Harare – This is the grim concrete enclosure that’s now home for some of
the latest batch of elephants shipped from Zimbabwe’s beautiful Hwange National
Park to a zoo in China.
China’s Shanghai Daily has published a black and white picture
of what it says are two of six « African elephants » just arrived at
Hangzhou Wildlife World in Zhejiang
Province.
Though the site doesn’t confirm that these elephants came from
Zimbabwe, Zimbabwe’s Parks and Wildlife Management Authority this week
confirmed the export in late December of 35 elephants to China. Hangzhou
Wildlife World is one of three zoos named by the paper as destinations for the
elephants.
The export has provoked criticism from animal lovers who say
it’s unfair to separate young elephants from the rest of the herd. But Zimparks
says the trade is necessary « to generate financial resources for
conservation programmes ».
There will be concerns raised not only over the concrete
enclosure the animals are being held in (apparently they’re currently in
quarantine) but also over the diet they’re being fed. It consists of
« carrots, sugar cane, apples and hay » – a far cry from the diet
Zimbabwe elephants would be accustomed to in Hwange National Park, where they
were captured. Elephants in Zimbabwe might occasionally eat sugar cane if they
raid fields, but only in the southeast of the country.

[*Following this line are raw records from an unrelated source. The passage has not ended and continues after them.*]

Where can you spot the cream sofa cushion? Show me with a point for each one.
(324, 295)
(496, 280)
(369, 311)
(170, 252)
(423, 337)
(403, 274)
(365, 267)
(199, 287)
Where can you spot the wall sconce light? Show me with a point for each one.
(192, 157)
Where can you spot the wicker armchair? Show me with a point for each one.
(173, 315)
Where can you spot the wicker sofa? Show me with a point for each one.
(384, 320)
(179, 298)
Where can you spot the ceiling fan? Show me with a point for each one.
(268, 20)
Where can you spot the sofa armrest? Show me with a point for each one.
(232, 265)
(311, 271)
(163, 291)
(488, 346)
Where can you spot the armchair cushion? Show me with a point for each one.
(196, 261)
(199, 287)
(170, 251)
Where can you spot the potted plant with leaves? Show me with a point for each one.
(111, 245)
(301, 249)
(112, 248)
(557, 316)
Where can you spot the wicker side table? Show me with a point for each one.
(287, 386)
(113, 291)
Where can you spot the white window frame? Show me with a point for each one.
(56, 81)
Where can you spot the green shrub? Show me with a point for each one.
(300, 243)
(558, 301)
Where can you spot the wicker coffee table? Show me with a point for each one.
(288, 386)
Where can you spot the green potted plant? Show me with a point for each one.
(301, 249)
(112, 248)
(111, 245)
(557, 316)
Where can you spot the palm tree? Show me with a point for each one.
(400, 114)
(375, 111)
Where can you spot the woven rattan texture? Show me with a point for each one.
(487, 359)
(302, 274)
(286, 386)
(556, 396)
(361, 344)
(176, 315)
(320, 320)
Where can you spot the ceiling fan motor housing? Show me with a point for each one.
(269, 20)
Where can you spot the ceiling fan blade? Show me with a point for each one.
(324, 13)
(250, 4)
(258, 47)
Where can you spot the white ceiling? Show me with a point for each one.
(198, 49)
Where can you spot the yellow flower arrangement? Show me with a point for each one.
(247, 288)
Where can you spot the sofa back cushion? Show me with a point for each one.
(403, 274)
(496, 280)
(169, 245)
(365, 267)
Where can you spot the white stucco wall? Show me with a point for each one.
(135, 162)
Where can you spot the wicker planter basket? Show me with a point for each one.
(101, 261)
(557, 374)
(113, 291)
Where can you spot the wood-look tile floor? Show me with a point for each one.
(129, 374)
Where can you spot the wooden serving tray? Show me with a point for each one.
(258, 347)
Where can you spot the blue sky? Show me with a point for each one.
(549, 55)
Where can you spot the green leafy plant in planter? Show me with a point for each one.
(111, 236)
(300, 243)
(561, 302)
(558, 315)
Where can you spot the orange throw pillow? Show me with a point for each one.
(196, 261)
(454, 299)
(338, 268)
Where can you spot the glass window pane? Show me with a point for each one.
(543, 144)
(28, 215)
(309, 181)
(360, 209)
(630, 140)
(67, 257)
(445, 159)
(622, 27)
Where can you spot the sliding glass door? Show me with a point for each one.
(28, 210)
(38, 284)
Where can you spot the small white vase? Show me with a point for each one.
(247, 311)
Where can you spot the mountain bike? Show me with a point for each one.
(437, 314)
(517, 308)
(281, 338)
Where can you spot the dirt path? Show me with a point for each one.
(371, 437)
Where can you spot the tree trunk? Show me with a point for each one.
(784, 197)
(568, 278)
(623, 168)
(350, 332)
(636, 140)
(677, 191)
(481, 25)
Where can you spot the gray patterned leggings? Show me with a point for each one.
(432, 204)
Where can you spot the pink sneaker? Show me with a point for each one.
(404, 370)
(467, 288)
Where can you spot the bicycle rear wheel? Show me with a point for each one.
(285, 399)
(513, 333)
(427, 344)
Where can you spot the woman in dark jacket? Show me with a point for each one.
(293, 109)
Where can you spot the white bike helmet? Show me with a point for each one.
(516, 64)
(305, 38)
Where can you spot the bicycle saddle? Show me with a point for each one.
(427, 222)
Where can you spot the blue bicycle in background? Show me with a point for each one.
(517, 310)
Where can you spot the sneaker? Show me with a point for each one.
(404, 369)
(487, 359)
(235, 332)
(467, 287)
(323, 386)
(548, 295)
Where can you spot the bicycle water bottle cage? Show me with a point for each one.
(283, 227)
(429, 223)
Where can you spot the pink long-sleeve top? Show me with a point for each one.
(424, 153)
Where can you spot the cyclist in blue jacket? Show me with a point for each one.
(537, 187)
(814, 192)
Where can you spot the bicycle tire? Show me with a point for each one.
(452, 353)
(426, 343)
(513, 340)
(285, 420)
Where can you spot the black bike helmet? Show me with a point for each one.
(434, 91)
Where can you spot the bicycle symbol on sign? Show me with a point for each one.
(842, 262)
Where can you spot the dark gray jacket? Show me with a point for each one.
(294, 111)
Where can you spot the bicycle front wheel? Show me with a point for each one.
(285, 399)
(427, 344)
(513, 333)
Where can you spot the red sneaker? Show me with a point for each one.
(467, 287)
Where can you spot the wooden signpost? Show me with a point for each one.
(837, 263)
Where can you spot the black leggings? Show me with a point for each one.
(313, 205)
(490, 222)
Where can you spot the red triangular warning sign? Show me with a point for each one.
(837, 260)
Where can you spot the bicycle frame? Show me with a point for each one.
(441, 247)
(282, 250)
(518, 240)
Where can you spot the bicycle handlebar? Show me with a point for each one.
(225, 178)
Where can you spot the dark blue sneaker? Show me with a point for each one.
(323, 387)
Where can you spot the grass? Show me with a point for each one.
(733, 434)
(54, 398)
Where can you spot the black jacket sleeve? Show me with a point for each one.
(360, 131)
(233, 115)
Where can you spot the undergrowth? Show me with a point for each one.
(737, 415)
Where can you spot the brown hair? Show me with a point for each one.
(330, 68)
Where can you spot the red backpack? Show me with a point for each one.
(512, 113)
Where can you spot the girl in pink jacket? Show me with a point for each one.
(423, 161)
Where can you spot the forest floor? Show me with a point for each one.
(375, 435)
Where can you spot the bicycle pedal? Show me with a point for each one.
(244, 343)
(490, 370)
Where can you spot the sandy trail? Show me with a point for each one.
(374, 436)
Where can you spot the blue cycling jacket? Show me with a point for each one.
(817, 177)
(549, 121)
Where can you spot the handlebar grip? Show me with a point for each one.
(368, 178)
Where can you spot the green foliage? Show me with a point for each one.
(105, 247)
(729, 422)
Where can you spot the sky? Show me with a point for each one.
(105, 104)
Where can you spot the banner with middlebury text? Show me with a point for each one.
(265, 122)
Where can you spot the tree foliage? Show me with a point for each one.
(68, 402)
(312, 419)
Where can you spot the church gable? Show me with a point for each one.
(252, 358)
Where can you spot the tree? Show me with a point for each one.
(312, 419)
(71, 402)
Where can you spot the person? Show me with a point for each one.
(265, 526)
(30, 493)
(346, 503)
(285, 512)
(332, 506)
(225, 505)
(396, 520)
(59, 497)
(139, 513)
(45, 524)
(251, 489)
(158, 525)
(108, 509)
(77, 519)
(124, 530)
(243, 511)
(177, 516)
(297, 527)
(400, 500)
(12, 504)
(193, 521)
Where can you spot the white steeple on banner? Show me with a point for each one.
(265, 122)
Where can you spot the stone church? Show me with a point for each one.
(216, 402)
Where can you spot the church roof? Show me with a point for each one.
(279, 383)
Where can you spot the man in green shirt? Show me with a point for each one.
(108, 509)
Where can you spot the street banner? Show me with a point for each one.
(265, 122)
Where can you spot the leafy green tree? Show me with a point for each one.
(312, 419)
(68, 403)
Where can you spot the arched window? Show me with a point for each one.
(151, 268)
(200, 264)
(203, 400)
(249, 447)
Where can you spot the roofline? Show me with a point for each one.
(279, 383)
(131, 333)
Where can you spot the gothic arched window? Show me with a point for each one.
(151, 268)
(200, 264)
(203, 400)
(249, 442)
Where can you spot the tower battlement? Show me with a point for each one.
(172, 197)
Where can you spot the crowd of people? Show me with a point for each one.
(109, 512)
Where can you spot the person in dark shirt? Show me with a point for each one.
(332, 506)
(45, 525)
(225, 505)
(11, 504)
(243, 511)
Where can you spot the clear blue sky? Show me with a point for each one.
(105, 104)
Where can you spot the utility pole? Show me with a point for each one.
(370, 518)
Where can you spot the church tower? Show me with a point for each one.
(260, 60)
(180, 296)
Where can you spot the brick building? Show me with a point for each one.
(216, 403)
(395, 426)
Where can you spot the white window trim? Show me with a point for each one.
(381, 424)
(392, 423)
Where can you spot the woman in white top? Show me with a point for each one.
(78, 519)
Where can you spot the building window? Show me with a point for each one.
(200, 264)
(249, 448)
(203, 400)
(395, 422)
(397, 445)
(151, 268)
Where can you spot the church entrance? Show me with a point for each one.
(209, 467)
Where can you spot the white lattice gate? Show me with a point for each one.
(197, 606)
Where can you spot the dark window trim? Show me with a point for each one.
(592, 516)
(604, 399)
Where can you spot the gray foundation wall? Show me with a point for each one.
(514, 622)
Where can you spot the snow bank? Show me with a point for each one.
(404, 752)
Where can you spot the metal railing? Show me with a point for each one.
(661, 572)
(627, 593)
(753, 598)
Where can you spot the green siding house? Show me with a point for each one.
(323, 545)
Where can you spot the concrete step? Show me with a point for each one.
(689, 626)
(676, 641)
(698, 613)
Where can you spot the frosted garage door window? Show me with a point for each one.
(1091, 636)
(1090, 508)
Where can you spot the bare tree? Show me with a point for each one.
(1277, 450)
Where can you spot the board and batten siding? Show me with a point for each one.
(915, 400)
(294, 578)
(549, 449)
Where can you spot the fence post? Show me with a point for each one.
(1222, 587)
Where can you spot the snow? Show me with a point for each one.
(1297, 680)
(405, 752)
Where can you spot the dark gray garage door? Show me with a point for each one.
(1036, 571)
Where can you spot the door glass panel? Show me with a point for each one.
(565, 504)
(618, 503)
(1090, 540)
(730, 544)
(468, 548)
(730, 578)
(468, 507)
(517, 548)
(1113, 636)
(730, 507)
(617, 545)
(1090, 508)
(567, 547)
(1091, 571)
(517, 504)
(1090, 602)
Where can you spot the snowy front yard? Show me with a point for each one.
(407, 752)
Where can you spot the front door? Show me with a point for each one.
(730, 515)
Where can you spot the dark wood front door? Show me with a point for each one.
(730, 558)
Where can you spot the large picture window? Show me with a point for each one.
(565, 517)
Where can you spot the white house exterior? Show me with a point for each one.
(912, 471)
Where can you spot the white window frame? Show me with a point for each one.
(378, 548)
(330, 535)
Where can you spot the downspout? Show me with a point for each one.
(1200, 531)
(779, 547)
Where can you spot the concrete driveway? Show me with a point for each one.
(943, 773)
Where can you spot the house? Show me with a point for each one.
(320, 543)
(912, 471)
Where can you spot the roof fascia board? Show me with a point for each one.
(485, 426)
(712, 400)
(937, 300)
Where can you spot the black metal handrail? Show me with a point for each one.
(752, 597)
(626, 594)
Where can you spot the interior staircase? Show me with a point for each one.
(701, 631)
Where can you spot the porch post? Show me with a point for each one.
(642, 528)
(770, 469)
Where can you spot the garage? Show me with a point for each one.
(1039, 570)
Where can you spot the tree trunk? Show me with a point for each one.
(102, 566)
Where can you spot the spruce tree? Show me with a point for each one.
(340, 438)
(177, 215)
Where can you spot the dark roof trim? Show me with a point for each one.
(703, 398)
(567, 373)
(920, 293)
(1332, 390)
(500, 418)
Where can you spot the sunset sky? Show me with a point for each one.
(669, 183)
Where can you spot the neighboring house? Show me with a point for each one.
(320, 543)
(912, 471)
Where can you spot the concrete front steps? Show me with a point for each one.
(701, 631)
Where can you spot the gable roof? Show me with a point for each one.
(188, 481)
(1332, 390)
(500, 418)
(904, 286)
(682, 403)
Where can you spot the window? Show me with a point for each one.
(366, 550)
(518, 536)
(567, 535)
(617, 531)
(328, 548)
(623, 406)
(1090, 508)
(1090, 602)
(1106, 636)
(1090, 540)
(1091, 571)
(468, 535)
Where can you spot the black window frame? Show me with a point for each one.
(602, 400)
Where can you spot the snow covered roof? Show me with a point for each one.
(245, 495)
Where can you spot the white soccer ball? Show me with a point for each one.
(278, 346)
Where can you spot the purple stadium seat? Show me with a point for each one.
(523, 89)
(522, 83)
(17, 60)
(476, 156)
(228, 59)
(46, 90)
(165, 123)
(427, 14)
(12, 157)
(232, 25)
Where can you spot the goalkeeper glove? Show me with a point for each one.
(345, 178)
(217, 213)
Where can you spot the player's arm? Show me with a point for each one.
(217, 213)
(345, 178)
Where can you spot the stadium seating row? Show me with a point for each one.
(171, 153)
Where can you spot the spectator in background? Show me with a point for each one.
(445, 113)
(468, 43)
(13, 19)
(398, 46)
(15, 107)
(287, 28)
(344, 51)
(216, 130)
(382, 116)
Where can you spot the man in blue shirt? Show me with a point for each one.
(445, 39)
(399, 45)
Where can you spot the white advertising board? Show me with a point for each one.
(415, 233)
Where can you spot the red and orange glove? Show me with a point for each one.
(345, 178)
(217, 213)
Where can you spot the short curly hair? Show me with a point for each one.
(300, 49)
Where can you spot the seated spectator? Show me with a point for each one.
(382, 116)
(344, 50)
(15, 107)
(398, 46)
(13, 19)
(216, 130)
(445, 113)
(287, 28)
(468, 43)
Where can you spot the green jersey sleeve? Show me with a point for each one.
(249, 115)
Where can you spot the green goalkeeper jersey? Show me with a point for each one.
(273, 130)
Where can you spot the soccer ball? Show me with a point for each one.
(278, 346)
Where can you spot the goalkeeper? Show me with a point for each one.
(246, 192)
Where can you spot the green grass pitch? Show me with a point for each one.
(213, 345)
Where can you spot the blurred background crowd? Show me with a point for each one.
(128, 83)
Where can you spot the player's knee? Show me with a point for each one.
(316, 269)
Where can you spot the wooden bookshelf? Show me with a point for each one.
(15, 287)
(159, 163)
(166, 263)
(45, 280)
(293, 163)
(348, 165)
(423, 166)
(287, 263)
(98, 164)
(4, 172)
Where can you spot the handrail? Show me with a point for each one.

The Shanghai Daily said: « Two of the elephants are male and
the rest are female. The animals weigh about 1 ton on average. They are all
about 1.6 metres tall and around three years old.
« The six elephants must spend 30 days in routine isolation
for quarantine and inspection purposes before they can meet visitors in the
spring, » the report said.
Wildlife At Risk International, an animal rights group, lamented
the conditions the elephants were being held in. « Wild elephant calves,
brutally taken from their mothers, flown halfway across the globe, this is what
their new world looks like, » the group said in an online update.
Zimbabwe says it began exporting elephants to China in July 2015
and had by early last year exported about 100 sub-adult elephants, mostly aged
between five and seven. Environment Minister Oppah Muchinguri says she will
carry on with the trade despite opposition.